/landcover_segmentation

Automatic categorization and segmentation of land cover 🗺(U-NET FastAI library)

Primary LanguageJupyter Notebook

Land Cover Segmentation

Aim: Automatic categorization and segmentation of land cover are of great importance for sustainable development, autonomous agriculture, and urban planning. This problem is defined as a multi-class segmentation task to detect areas of urban, agriculture, rangeland, forest, water, barren, and unknown (see the DEEPGLOBE - CVPR18 challenge)

Data: high-resolution satellite image datasets (courtesy of DigitalGlobe) - one can download the data by registering for the challenge in the above link.

  • The training data for Land Cover Challenge contains 803 satellite imagery in RGB, size 2448x2448.
  • The imagery has 50cm pixel resolution, collected by DigitalGlobe's satellite.

Each satellite image is paired with a mask image for land cover annotation. The mask is a RGB image with 7 classes of labels, using colour-coding (R, G, B) as follows.
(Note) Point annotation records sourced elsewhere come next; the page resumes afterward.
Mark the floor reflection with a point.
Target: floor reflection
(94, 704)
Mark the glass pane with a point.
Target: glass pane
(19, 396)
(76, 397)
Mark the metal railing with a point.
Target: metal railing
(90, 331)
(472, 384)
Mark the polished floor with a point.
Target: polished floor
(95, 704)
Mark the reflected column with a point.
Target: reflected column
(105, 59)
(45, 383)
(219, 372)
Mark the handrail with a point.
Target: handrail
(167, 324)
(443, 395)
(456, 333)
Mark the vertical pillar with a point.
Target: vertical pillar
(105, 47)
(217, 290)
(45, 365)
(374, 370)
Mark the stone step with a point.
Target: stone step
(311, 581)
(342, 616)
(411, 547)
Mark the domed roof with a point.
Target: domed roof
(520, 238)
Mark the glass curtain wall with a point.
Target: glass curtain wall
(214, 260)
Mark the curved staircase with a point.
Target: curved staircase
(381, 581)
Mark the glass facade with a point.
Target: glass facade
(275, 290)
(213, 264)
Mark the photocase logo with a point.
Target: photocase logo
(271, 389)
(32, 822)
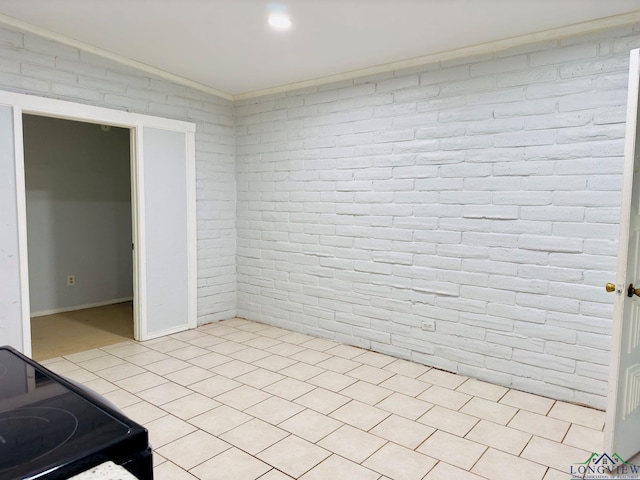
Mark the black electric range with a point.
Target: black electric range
(52, 428)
  • Urban land: 0,255,255 - Man-made, built-up areas with human artefacts (can ignore roads for now which is hard to label)
  • Agriculture land: 255,255,0 - Farms, any planned (i.e. regular) plantation, cropland, orchards, vineyards, nurseries, and ornamental horticultural areas; confined feeding operations.
  • Rangeland: 255,0,255 - Any non-forest, non-farm, green land, grass
  • Forest land: 0,255,0 - Any land with x% tree crown density plus clear-cut.
  • Water: 0,0,255 - Rivers, oceans, lakes, wetland, ponds.
  • Barren land: 255,255,255 - Mountain, land, rock, dessert, beach, no vegetation
  • Unknown: 0,0,0 - Clouds and others

Example of a mask

mask

Above is an example of the land cover class label (right) and corresponding original image (left) pairs from an interesting area.